OBJECTIVE: Findings from the WEGENT trial and other short-term studies have suggested that azathioprine (AZA) or methotrexate (MTX) could effectively maintain remission of granulomatosis with polyangiitis (Wegener's) (GPA) or microscopic polyangiitis (MPA). This study was undertaken to examine whether differences in rates of relapse or adverse events would appear after discontinuation of these 2 maintenance regimens, when assessed over a longer followup period.

METHODS: Long-term outcomes in patients enrolled in the WEGENT trial were analyzed according to their randomized treatment group (AZA or MTX). Parameters at trial entry were evaluated as potential prognostic factors for death, relapse, or damage in multivariate models.

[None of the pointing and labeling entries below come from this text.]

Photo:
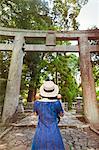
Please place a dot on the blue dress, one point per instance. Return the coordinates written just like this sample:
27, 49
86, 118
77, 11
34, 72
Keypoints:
47, 135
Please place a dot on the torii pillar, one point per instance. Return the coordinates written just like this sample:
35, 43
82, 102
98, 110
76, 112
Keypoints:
88, 86
14, 78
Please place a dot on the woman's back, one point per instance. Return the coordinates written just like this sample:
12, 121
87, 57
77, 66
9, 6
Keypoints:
48, 111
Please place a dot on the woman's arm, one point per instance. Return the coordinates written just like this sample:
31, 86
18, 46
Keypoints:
61, 114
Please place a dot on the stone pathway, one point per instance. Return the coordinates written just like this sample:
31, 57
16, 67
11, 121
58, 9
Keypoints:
20, 138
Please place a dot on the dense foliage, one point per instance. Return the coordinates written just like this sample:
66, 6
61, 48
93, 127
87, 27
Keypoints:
37, 15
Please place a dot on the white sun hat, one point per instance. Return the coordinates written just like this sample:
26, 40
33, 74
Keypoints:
49, 89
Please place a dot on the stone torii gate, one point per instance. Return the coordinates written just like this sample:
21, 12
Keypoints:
51, 37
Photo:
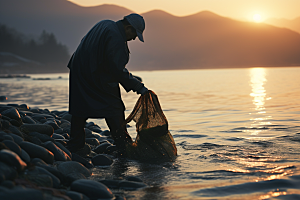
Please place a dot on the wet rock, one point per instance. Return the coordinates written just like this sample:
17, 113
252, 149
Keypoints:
95, 129
111, 149
101, 160
63, 148
22, 193
24, 156
84, 162
52, 123
131, 185
92, 141
133, 178
35, 151
12, 113
8, 184
28, 120
76, 195
92, 189
105, 133
113, 184
12, 159
57, 136
67, 117
72, 167
13, 146
42, 180
40, 128
38, 161
15, 131
7, 172
102, 147
42, 137
59, 155
17, 139
15, 123
39, 170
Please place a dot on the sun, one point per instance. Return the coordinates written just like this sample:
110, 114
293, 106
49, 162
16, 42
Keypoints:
257, 18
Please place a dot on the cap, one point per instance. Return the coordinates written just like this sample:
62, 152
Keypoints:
138, 23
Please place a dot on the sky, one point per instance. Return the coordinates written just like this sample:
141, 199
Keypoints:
237, 9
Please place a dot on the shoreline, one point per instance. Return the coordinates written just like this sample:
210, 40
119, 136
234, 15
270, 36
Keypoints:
34, 161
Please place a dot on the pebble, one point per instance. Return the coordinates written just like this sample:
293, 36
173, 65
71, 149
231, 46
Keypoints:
92, 189
36, 151
12, 159
73, 166
101, 160
59, 155
40, 128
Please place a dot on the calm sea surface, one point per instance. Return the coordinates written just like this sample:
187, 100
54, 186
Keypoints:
237, 131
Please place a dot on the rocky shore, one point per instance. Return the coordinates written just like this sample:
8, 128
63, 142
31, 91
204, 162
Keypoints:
35, 164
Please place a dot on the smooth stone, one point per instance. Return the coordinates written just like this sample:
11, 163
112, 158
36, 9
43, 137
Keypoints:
92, 189
12, 113
40, 170
24, 156
92, 141
15, 123
8, 137
40, 128
69, 167
13, 146
131, 185
42, 137
101, 148
101, 160
111, 149
52, 123
7, 172
73, 177
95, 129
76, 195
88, 133
113, 184
28, 120
42, 180
133, 178
57, 136
15, 131
67, 117
8, 184
84, 162
38, 161
105, 133
17, 139
12, 159
55, 172
22, 193
59, 155
35, 151
62, 147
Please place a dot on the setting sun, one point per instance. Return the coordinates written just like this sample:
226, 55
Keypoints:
257, 18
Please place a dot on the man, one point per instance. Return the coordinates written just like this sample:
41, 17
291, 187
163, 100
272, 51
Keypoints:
96, 69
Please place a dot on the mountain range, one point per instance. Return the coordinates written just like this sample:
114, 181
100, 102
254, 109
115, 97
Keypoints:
201, 40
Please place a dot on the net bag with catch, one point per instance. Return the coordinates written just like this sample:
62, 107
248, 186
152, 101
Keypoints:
153, 141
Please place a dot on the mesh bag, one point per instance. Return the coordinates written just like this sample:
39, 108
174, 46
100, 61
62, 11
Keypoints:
153, 140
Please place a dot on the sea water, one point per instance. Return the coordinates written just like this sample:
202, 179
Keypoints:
237, 131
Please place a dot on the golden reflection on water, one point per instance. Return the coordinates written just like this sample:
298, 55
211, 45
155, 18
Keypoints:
257, 82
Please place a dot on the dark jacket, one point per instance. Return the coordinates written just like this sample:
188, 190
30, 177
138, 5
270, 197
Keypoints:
96, 69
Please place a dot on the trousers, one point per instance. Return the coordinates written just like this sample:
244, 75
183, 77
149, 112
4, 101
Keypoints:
116, 126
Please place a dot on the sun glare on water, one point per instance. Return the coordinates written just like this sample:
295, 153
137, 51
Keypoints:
257, 18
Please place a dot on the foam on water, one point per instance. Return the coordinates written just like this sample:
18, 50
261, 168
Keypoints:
236, 131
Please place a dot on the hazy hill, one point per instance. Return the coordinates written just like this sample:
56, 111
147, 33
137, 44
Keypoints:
202, 40
290, 24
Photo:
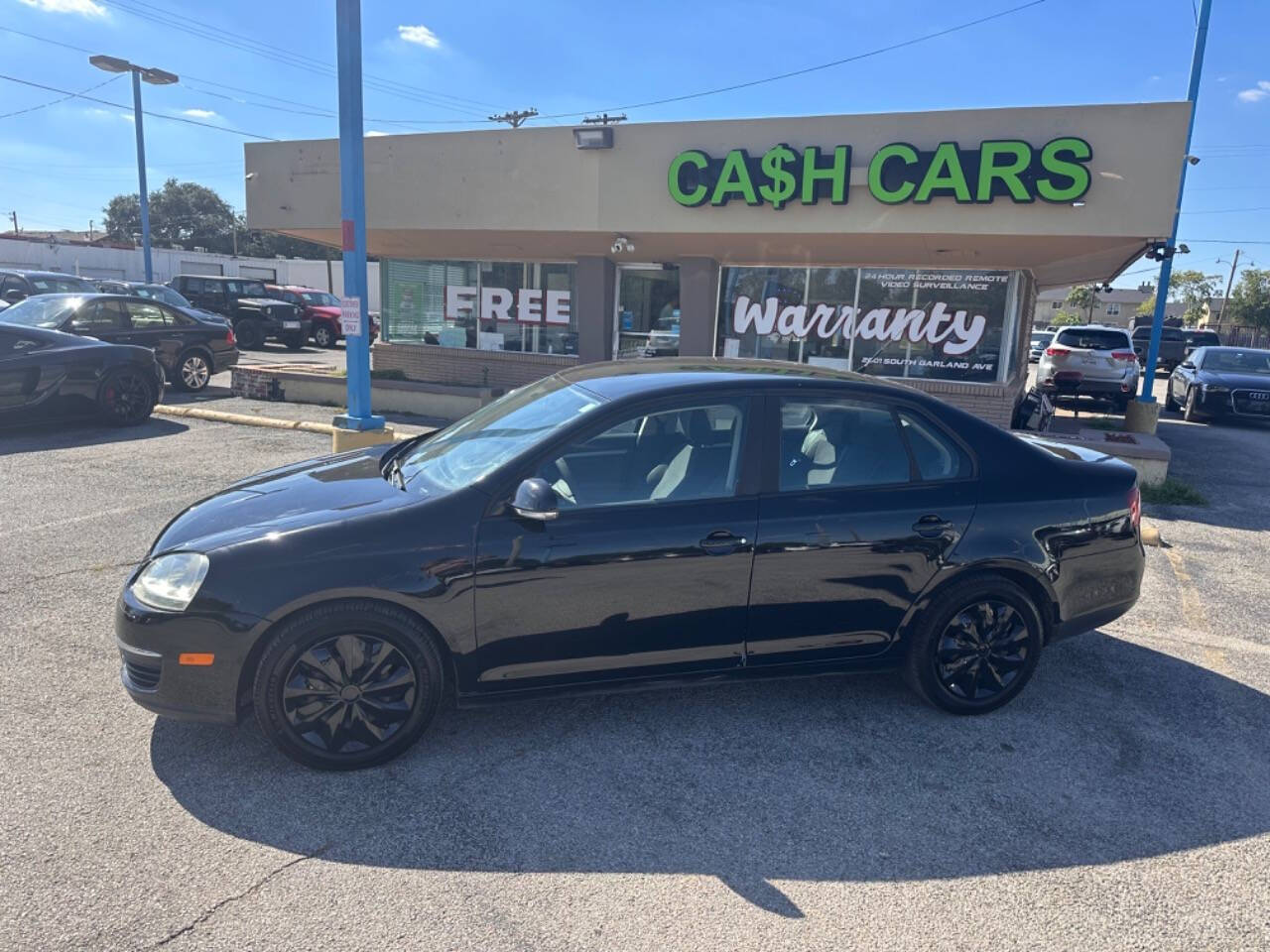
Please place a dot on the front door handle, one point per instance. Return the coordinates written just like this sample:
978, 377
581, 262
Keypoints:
931, 526
721, 542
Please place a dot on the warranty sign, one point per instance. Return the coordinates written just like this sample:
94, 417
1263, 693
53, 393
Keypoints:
350, 316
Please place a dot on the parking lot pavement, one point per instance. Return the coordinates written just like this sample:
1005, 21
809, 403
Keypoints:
1123, 801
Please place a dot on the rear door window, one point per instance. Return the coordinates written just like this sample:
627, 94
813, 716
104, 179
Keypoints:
835, 443
1093, 339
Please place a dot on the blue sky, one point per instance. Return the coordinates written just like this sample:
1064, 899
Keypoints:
447, 64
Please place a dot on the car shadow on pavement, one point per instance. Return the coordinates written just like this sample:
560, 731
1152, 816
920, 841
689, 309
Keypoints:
1114, 752
77, 431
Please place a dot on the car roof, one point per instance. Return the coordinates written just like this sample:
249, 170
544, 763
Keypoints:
616, 380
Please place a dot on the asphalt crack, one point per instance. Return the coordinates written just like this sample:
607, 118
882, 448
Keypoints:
229, 900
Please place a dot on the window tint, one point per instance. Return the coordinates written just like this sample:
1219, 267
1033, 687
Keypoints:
938, 457
146, 316
100, 316
1093, 339
690, 452
835, 443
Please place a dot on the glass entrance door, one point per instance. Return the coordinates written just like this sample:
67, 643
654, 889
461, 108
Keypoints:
647, 320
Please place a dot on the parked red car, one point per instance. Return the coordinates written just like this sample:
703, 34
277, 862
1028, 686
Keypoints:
320, 307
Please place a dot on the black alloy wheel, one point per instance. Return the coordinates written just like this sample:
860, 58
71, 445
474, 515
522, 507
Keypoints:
975, 647
348, 684
250, 335
126, 398
194, 371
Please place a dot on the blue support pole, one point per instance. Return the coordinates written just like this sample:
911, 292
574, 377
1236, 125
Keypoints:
141, 175
1166, 268
352, 203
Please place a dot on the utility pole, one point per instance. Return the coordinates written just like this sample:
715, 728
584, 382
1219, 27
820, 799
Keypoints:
1229, 284
516, 118
1166, 266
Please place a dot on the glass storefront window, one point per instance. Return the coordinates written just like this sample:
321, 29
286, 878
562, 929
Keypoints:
520, 306
935, 324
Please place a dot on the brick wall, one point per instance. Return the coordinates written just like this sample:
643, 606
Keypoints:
467, 367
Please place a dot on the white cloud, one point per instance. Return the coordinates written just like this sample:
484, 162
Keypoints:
420, 35
1256, 94
84, 8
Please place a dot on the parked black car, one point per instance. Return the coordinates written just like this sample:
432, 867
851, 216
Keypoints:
1173, 347
190, 347
19, 285
255, 316
617, 525
46, 373
1222, 381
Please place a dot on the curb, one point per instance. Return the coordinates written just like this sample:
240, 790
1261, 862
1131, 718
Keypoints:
273, 422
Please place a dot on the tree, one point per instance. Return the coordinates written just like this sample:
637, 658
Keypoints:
1193, 289
1083, 298
189, 214
1250, 299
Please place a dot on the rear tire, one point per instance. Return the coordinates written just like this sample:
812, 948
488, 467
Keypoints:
322, 336
127, 397
250, 334
975, 647
1191, 413
348, 684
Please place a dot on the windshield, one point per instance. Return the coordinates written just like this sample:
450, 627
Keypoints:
1237, 361
476, 445
318, 298
42, 311
162, 293
55, 285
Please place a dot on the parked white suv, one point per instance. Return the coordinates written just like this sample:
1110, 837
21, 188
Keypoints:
1089, 361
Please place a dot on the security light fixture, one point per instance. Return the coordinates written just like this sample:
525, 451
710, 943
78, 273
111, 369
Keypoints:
593, 137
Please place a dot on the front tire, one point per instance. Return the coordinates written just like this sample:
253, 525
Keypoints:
975, 647
193, 371
348, 684
127, 397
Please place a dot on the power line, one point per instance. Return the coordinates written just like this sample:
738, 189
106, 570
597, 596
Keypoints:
55, 102
145, 112
811, 68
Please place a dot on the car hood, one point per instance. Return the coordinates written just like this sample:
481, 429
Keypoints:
316, 493
1251, 381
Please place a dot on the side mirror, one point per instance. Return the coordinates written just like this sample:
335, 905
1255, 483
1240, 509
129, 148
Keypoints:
535, 499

RESULTS: Data from 10 years of followup were available for 112 (88.8%) of the 126 original trial participants. The median followup time was 11.9 years (95% confidence interval [95% CI] 11.3-12.5 years). In patients receiving AZA and those receiving MTX, the 10-year overall survival rates were 75.1% (95% CI 64.8-86.9%) and 79.9% (95% CI 70.3-90.8%) (P = 0.56), respectively, and relapse-free survival rates were 26.3% (95% CI 17.3-40.1%) and 33.5% (95% CI 23.5-47.7%) (P = 0.29), respectively. No between-treatment differences were observed with regard to rates of relapse, adverse events, damage, survival without severe side effects, and survival without relapse and severe side effects. In analyses limited to the 97 patients with GPA, no between-treatment differences in survival rates were observed. The 10-year relapse-free survival rate was lower in patients with GPA than in patients with MPA. However, in the multivariate analysis, anti-proteinase 3 antineutrophil cytoplasmic antibody (ANCA) positivity, and not GPA, was retained as being independently associated with the relapse rate.

CONCLUSION: The results of this long-term analysis confirm that AZA and MTX are comparable treatment options for maintaining remission of GPA or MPA. Despite achieving good overall survival with these treatments, relapse rates, adverse events, and damage remain matters of concern and further studies are needed to reduce their frequency in these ANCA-associated vasculitides.